Our method achieves consistent improvements across datasets:
- Natural Questions: +12.1% over BGE (0.331 → 0.371 MRR@10)  
- FiQA-2018: +18.4% over BGE (0.245 → 0.290 MRR@10)
- SciFact: +8.7% over BGE (0.583 → 0.634 MRR@10)
- TREC-COVID: +14.2% over BGE (0.467 → 0.533 MRR@10)
- HotpotQA: +10.8% over BGE (0.542 → 0.601 MRR@10)

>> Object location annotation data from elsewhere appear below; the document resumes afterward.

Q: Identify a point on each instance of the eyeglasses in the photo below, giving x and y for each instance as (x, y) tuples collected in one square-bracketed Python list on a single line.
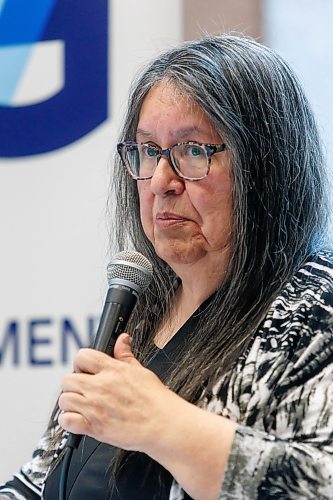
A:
[(189, 160)]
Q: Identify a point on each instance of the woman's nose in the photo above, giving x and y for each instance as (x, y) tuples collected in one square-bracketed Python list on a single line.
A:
[(165, 180)]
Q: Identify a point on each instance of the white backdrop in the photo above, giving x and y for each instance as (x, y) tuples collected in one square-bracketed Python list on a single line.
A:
[(54, 245)]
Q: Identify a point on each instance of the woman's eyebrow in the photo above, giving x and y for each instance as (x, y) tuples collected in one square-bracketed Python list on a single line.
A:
[(179, 133)]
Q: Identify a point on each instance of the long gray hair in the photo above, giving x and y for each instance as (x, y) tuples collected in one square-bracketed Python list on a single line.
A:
[(257, 105)]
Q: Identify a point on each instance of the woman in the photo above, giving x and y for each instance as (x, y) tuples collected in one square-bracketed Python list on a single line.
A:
[(225, 389)]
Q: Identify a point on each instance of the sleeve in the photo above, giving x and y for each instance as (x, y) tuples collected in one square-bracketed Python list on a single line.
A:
[(287, 453), (28, 483)]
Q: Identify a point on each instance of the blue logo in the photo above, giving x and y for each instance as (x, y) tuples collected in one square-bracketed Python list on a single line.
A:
[(54, 73)]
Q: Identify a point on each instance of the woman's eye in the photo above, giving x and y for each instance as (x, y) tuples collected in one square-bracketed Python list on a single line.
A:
[(149, 151), (194, 151)]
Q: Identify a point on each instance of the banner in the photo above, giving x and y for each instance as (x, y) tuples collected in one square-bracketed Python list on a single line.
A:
[(66, 67)]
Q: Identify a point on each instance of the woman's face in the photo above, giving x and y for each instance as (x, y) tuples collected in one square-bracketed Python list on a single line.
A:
[(186, 221)]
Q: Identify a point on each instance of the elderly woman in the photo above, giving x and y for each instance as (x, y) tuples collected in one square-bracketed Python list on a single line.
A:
[(225, 389)]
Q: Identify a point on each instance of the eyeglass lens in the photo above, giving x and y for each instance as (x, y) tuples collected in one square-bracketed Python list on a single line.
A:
[(189, 160)]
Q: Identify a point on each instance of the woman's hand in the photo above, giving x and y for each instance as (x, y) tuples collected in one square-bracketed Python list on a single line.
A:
[(114, 400), (119, 402)]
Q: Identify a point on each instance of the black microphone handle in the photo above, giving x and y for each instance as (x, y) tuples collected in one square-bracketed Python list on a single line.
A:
[(119, 304)]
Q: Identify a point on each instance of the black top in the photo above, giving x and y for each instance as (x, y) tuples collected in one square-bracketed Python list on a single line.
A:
[(141, 478)]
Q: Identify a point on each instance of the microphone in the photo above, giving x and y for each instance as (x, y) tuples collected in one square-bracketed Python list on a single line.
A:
[(129, 274)]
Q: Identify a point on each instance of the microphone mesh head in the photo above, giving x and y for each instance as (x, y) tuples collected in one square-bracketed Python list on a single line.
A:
[(132, 267)]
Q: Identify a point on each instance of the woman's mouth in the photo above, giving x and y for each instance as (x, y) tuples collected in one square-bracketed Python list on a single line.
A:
[(166, 219)]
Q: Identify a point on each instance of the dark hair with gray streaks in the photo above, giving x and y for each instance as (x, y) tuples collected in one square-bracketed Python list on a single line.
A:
[(259, 108)]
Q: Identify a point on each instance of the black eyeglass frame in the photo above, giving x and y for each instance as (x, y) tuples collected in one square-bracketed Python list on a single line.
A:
[(210, 149)]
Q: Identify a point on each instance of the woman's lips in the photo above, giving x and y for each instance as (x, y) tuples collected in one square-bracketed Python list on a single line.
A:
[(166, 219)]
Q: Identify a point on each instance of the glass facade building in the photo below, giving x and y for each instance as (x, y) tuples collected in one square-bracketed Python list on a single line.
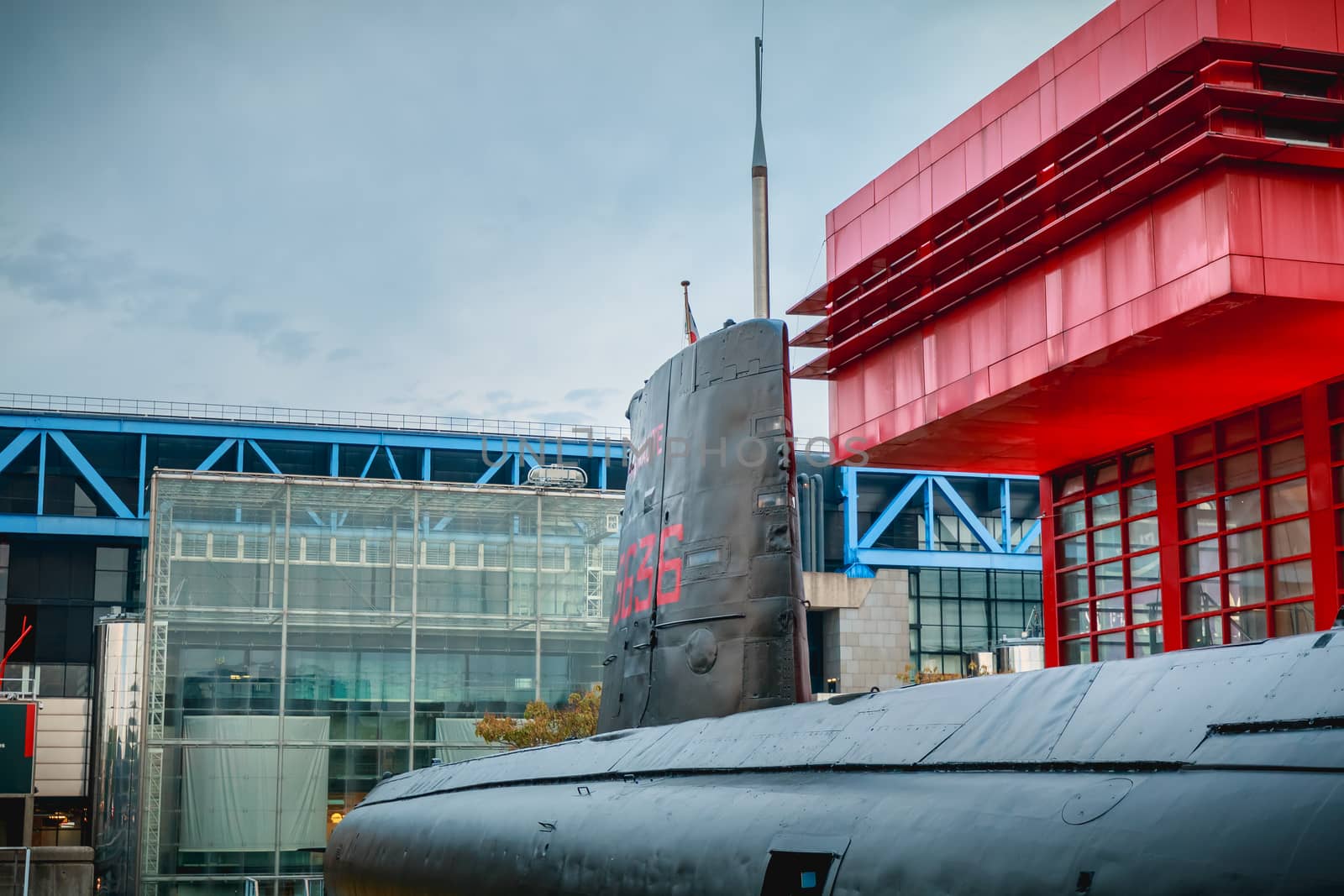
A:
[(958, 614), (307, 637)]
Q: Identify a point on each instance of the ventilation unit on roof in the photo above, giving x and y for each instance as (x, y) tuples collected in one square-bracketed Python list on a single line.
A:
[(554, 476)]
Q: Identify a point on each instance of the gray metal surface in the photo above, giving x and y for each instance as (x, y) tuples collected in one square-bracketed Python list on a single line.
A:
[(709, 613), (1187, 773), (116, 774)]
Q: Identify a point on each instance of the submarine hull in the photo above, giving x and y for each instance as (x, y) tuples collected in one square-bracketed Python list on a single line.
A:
[(1202, 772)]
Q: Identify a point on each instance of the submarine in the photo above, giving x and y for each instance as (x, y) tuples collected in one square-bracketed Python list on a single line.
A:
[(1200, 772), (714, 773)]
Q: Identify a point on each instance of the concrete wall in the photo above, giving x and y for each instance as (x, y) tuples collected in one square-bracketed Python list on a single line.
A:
[(55, 871), (62, 747), (866, 629)]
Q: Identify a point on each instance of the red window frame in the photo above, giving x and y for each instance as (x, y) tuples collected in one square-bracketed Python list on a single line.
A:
[(1253, 432), (1119, 474)]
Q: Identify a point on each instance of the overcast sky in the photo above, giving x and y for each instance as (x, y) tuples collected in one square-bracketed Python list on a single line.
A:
[(448, 207)]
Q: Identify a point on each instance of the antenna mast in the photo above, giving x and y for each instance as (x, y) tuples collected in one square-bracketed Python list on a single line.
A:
[(759, 207)]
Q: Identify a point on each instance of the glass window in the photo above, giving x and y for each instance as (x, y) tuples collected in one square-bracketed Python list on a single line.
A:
[(1148, 641), (1109, 578), (1146, 606), (1194, 443), (1073, 584), (1240, 470), (1110, 647), (1289, 539), (1203, 633), (1288, 499), (1105, 473), (1200, 558), (1075, 620), (1292, 579), (1236, 430), (1070, 484), (1247, 625), (1242, 510), (1144, 570), (1247, 587), (1200, 519), (1105, 508), (1142, 533), (1294, 618), (1243, 548), (1072, 517), (1110, 613), (1203, 595), (1106, 543), (1142, 499), (1139, 464), (1196, 483), (1075, 652), (1285, 458)]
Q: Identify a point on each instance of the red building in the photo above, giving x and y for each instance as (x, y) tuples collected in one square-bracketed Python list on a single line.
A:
[(1124, 271)]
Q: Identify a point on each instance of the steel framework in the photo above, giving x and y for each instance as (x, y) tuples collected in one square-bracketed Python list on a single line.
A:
[(996, 553), (239, 432)]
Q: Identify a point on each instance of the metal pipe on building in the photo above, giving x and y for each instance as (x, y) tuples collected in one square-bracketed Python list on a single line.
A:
[(804, 488), (819, 504), (759, 214), (537, 604)]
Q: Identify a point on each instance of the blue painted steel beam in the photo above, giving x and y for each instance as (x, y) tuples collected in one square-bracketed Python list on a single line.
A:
[(893, 470), (533, 457), (265, 458), (369, 463), (140, 492), (490, 473), (931, 532), (850, 492), (214, 456), (17, 446), (295, 432), (890, 512), (42, 473), (91, 474), (949, 559), (967, 515), (87, 526), (1005, 503), (1027, 537)]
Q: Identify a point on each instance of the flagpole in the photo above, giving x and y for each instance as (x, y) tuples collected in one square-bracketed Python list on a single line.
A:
[(685, 312)]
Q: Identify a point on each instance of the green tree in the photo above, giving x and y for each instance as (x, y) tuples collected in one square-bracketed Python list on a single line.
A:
[(544, 725)]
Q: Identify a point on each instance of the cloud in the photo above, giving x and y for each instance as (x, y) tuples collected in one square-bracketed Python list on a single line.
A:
[(286, 345), (591, 399), (62, 269), (566, 417)]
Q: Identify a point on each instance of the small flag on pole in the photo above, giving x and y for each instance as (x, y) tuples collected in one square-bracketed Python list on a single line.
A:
[(692, 332)]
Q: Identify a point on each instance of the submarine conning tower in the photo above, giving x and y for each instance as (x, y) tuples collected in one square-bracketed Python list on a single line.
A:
[(709, 611)]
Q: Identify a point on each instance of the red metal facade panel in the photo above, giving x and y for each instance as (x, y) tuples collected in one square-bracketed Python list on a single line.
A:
[(1108, 53), (1245, 517), (1164, 259)]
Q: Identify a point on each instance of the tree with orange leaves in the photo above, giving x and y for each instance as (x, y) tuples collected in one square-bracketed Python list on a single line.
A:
[(543, 725)]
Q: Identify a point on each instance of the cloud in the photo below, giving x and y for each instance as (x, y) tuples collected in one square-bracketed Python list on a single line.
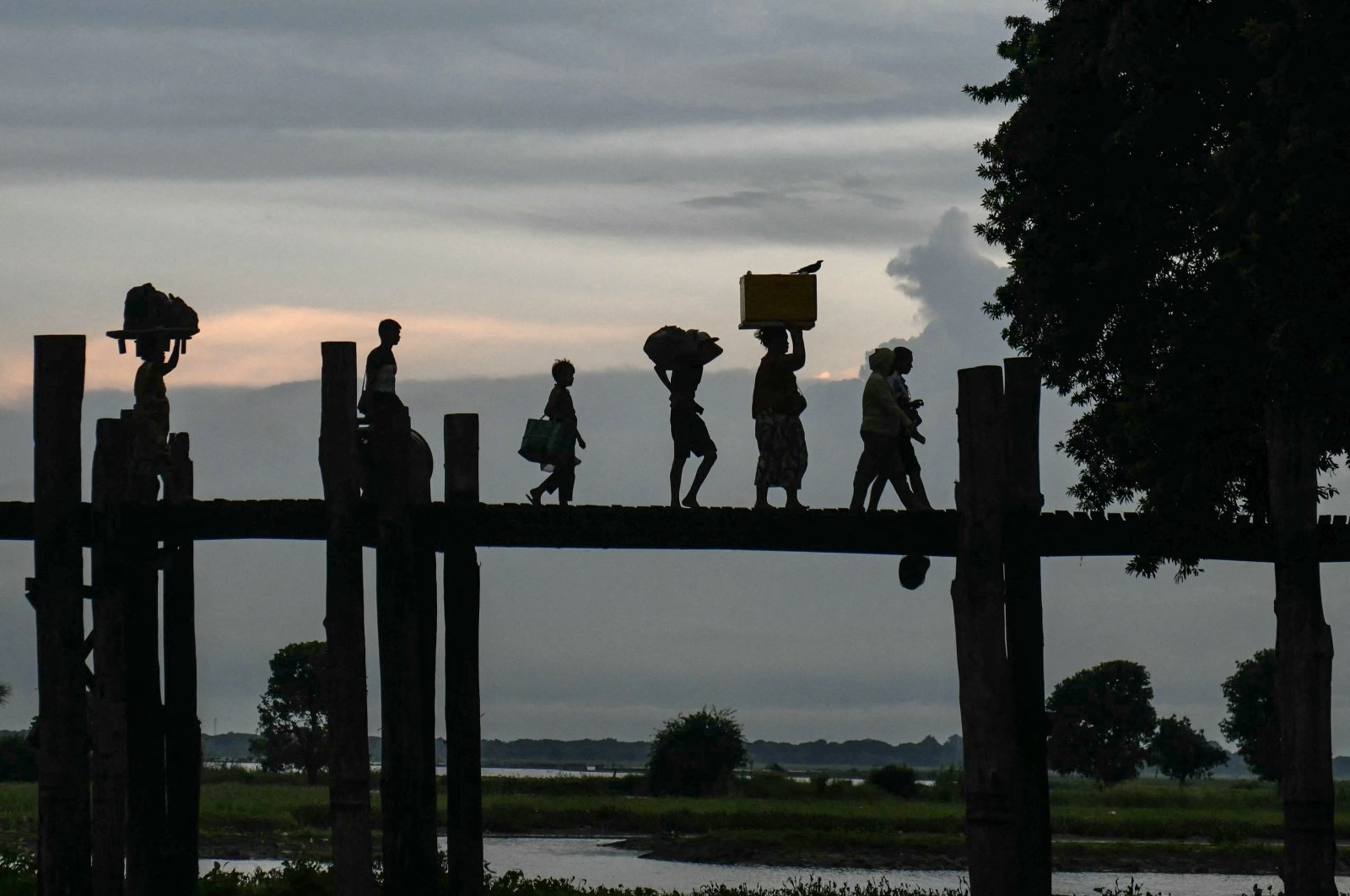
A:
[(270, 344)]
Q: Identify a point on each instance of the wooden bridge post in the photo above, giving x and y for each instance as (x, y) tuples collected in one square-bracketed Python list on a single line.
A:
[(409, 842), (1025, 623), (978, 601), (182, 727), (1303, 653), (108, 704), (463, 729), (141, 639), (57, 594), (344, 621)]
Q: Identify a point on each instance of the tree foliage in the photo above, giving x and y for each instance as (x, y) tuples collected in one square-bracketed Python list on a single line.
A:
[(292, 720), (1253, 721), (1183, 753), (1171, 193), (697, 754), (1102, 721)]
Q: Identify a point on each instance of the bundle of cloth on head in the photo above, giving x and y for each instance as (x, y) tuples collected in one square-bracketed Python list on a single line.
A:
[(148, 310), (677, 347)]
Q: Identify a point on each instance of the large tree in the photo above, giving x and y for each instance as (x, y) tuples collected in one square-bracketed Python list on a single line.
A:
[(697, 754), (1253, 722), (292, 720), (1183, 753), (1172, 195), (1102, 721)]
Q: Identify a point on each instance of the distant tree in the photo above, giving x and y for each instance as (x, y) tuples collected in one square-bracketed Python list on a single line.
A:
[(1183, 753), (697, 754), (292, 720), (897, 780), (1102, 721), (1253, 721)]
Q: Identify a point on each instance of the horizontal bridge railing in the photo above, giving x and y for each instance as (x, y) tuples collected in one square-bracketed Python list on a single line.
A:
[(828, 531)]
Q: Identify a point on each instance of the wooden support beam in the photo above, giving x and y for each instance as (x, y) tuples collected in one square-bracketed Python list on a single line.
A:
[(1025, 618), (990, 753), (108, 704), (141, 636), (463, 729), (409, 842), (1303, 652), (182, 727), (344, 621), (58, 598)]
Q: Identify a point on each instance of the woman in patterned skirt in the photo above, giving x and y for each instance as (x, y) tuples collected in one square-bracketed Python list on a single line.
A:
[(776, 407)]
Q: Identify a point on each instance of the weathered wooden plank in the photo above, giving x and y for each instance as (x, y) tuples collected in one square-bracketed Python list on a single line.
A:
[(182, 729), (1025, 623), (409, 837), (986, 699), (57, 596), (348, 764), (108, 702), (463, 734)]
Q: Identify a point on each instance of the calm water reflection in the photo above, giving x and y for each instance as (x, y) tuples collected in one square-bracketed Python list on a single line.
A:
[(589, 861)]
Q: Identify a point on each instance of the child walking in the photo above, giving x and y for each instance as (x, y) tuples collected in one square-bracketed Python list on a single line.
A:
[(560, 409)]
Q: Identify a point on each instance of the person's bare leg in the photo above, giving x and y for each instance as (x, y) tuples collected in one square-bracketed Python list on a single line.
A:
[(677, 474), (920, 494), (699, 475), (878, 490)]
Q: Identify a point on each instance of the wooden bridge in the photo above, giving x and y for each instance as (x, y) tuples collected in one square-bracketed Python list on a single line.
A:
[(119, 815)]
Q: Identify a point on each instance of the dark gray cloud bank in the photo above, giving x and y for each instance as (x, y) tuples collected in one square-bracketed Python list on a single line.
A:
[(591, 643), (824, 124)]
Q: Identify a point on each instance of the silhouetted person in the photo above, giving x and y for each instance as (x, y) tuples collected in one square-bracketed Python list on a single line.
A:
[(884, 424), (381, 371), (564, 463), (909, 461), (152, 394), (688, 432), (776, 407), (913, 571)]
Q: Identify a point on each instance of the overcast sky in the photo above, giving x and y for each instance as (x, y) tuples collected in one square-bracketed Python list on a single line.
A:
[(519, 181)]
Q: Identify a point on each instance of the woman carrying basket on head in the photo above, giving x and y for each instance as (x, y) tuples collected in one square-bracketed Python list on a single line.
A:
[(776, 407)]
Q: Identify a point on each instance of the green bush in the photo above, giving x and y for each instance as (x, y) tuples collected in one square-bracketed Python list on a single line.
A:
[(897, 780), (18, 758)]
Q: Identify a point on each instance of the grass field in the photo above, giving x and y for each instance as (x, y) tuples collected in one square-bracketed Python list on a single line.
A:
[(774, 819)]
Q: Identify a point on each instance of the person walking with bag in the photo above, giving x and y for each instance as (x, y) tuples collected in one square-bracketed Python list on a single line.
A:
[(564, 459)]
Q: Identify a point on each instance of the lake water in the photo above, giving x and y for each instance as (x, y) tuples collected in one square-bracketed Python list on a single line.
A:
[(587, 860)]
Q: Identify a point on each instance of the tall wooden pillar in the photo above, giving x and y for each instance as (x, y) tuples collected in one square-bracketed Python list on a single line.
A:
[(463, 731), (108, 704), (57, 594), (987, 729), (1025, 621), (409, 844), (182, 727), (344, 621), (141, 637), (1303, 652)]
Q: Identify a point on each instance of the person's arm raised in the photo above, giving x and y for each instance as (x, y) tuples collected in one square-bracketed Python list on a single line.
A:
[(798, 354)]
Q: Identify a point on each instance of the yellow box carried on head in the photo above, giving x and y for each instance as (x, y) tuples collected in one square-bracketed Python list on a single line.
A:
[(778, 300)]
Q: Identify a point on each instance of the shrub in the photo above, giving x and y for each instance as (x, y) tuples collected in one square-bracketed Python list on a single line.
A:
[(697, 754), (897, 780)]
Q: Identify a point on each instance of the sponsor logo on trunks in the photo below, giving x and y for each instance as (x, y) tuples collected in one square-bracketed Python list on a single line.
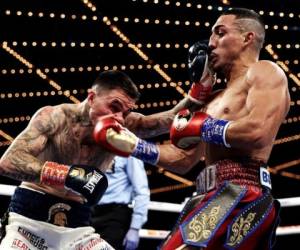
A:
[(35, 240), (94, 179), (91, 243), (18, 244), (57, 214)]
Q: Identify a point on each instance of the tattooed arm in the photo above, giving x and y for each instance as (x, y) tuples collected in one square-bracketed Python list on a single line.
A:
[(159, 123), (20, 160)]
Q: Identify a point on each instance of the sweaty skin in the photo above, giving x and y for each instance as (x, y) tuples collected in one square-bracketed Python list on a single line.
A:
[(256, 101), (63, 134)]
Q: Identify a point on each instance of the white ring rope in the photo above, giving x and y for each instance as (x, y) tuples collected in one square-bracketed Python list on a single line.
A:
[(8, 190)]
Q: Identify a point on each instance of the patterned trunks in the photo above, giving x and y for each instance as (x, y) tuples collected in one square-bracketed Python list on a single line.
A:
[(234, 209)]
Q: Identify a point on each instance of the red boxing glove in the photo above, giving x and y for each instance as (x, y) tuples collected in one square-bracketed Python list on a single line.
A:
[(186, 127), (120, 141), (110, 134)]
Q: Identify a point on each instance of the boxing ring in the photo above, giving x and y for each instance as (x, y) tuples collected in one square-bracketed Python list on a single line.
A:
[(165, 207)]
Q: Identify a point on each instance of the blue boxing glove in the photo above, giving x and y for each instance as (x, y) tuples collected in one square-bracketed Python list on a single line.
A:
[(189, 128), (131, 240), (202, 77)]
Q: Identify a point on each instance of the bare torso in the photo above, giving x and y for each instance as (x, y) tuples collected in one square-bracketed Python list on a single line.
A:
[(230, 104)]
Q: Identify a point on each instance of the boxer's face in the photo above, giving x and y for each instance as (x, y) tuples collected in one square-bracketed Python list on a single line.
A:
[(115, 103), (226, 43)]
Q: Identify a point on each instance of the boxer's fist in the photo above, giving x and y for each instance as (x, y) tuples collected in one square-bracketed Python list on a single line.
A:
[(201, 75), (88, 181), (114, 137), (186, 128), (119, 140)]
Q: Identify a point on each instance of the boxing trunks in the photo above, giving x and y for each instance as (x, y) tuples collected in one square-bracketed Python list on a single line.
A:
[(40, 221), (233, 209)]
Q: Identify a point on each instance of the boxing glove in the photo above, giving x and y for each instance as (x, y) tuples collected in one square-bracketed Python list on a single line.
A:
[(88, 181), (202, 77), (189, 128), (112, 136)]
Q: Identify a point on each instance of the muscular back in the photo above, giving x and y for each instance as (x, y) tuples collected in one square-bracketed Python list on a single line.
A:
[(250, 101)]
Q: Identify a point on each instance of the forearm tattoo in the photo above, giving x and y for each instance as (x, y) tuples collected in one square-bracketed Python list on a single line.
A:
[(19, 161)]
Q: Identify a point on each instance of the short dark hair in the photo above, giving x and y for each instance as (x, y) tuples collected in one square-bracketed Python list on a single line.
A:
[(114, 79), (249, 20)]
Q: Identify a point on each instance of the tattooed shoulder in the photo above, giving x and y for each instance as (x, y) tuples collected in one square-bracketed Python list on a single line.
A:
[(48, 119)]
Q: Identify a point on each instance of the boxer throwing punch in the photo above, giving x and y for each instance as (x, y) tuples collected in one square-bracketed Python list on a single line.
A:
[(234, 128), (61, 166)]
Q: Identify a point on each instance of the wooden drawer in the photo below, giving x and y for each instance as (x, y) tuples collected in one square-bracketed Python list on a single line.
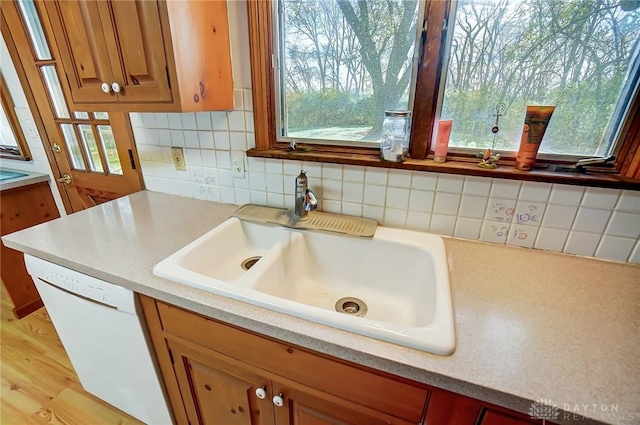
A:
[(377, 390)]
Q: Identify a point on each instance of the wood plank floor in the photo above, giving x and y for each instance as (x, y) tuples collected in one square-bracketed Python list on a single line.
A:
[(39, 385)]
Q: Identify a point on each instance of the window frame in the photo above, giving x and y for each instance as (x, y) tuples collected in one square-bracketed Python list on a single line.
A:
[(626, 171)]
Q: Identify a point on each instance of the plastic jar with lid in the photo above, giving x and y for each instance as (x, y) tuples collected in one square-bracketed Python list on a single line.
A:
[(396, 129)]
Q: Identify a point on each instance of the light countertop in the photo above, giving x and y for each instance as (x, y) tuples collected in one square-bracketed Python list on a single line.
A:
[(530, 325), (27, 178)]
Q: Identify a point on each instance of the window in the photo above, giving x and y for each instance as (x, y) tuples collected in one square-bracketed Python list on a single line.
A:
[(338, 64)]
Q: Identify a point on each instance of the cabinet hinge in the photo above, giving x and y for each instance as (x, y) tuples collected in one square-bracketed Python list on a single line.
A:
[(133, 162)]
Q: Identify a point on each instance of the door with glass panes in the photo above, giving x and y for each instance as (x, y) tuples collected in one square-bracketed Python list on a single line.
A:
[(92, 154)]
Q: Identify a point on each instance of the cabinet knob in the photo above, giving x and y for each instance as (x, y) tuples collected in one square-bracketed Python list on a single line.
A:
[(278, 401), (66, 179), (261, 393)]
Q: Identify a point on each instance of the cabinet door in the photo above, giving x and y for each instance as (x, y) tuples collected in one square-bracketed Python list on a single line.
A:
[(217, 392), (78, 30), (137, 53), (303, 405)]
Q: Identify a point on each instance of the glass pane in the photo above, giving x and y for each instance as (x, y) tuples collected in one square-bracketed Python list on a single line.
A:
[(91, 147), (32, 20), (73, 146), (567, 53), (109, 146), (343, 64), (55, 91)]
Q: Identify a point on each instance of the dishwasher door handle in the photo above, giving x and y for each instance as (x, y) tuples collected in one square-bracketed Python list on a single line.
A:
[(78, 295)]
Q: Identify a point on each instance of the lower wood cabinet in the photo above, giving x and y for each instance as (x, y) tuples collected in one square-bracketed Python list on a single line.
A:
[(23, 207), (217, 374)]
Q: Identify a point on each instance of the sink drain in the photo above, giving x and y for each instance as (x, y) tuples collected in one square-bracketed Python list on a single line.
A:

**Oracle Analysis**: Average 0.147 MRR@10 headroom with 58.3% reachable under guard constraints.

## Repository Structure

```
artifact/
├── run_gec_verify.sh          # Main verification runner
├── mock_ges.py                 # Deterministic evidence generator
├── scripts/
│   ├── oracle_upper_bound.py   # OUB computation
│   ├── poe_reachability_audit.py # PRA analysis
│   ├── poe_selective_mul_guarded.py # gPoE-HeadSafe fusion
│   ├── rescore_as_wrrf.py      # Learned WRRF fusion
│   ├── make_gate_features_plus.py # Query feature extraction
│   └── eval_trec_runs.py       # Performance evaluation
├── tests/
│   ├── toy_poe_guard_test.sh   # Guard mechanism validation
│   └── toy_wrrf_test.sh        # WRRF determinism test
└── env/
    ├── environment.yml         # Conda environment
    └── requirements.txt        # pip requirements
```

## Configuration Examples

### Guard Policies
```bash
# HeadSafe (default): Conservative, maintains precision
--guards "H=4,L=1.10,J=60,C=10,TAU=0.25"

# Aggressive: Higher recall, less precision  
--guards "H=2,L=1.25,J=100,C=4,TAU=0.15"
```

### Model Options
```bash
# Efficient (3.8B parameters)
--model microsoft/Phi-3-mini-4k-instruct

# Standard (7B parameters)  
--model mistralai/Mistral-7B-Instruct-v0.3

# Large (70B parameters, requires significant GPU)
--model meta-llama/Llama-3.1-70B-Instruct
```

## Expected Outputs

After running the pipeline, expect these files in `--outdir`:

**Core Results**:
- `bm25.trec, bge.trec` - Baseline retrieval runs
- `multi_ges.trec` - Evidence-based ranking  
- `gec_wrrf.trec` - Learned fusion result
- `gpoe_headsafe.trec` - Guarded PoE result
- `oracle.trec` - Theoretical upper bound

**Analysis**:
- `oracle_analysis.json` - OUB headroom analysis
- `pra_analysis.json` - Reachability audit results
- `eval_summary.json` - Performance metrics across all runs

## Verification Notes

**Mock Mode** (default):
- Uses deterministic evidence generation
- Validates all guard mechanics and fusion logic  
- Demonstrates complete pipeline without LLM dependency
- Results are repeatable but not realistic performance numbers

**Real Mode** (`--real-ges`):
- Requires actual LLM inference
- Produces realistic performance improvements
- Computationally expensive but full reproduction
- Results match paper methodology

## Citation

If you use this artifact, please cite our paper:

```bibtex
@inproceedings{gec2026iclr,
  title={Generative Evidence Calibration for Retrieval-Augmented Generation},
  author={[Authors will be revealed upon acceptance]},
  booktitle={International Conference on Learning Representations},
  year={2026}
}
```

## License & Usage

This artifact is released under the MIT License.

**You are free to**:
- Use for any purpose (commercial or non-commercial)
- Modify and distribute
- Include in other projects
- Sell or sublicense

See LICENSE file for full terms.

## Support & Issues

This artifact is provided for **reproducibility and verification only**. We do not provide technical support, but the code is documented for understanding our methodology.

**Common Issues**:
- GPU memory: Use smaller models or enable 4-bit quantization
- Missing BEIR data: Download from official BEIR repository  
- Package conflicts: Use provided conda environment

---

**Artifact Statement**: This package implements the complete GEC pipeline with mock evidence generation for verification. No proprietary data, prompts, or model weights are included. All results are generated locally using public datasets and HuggingFace models.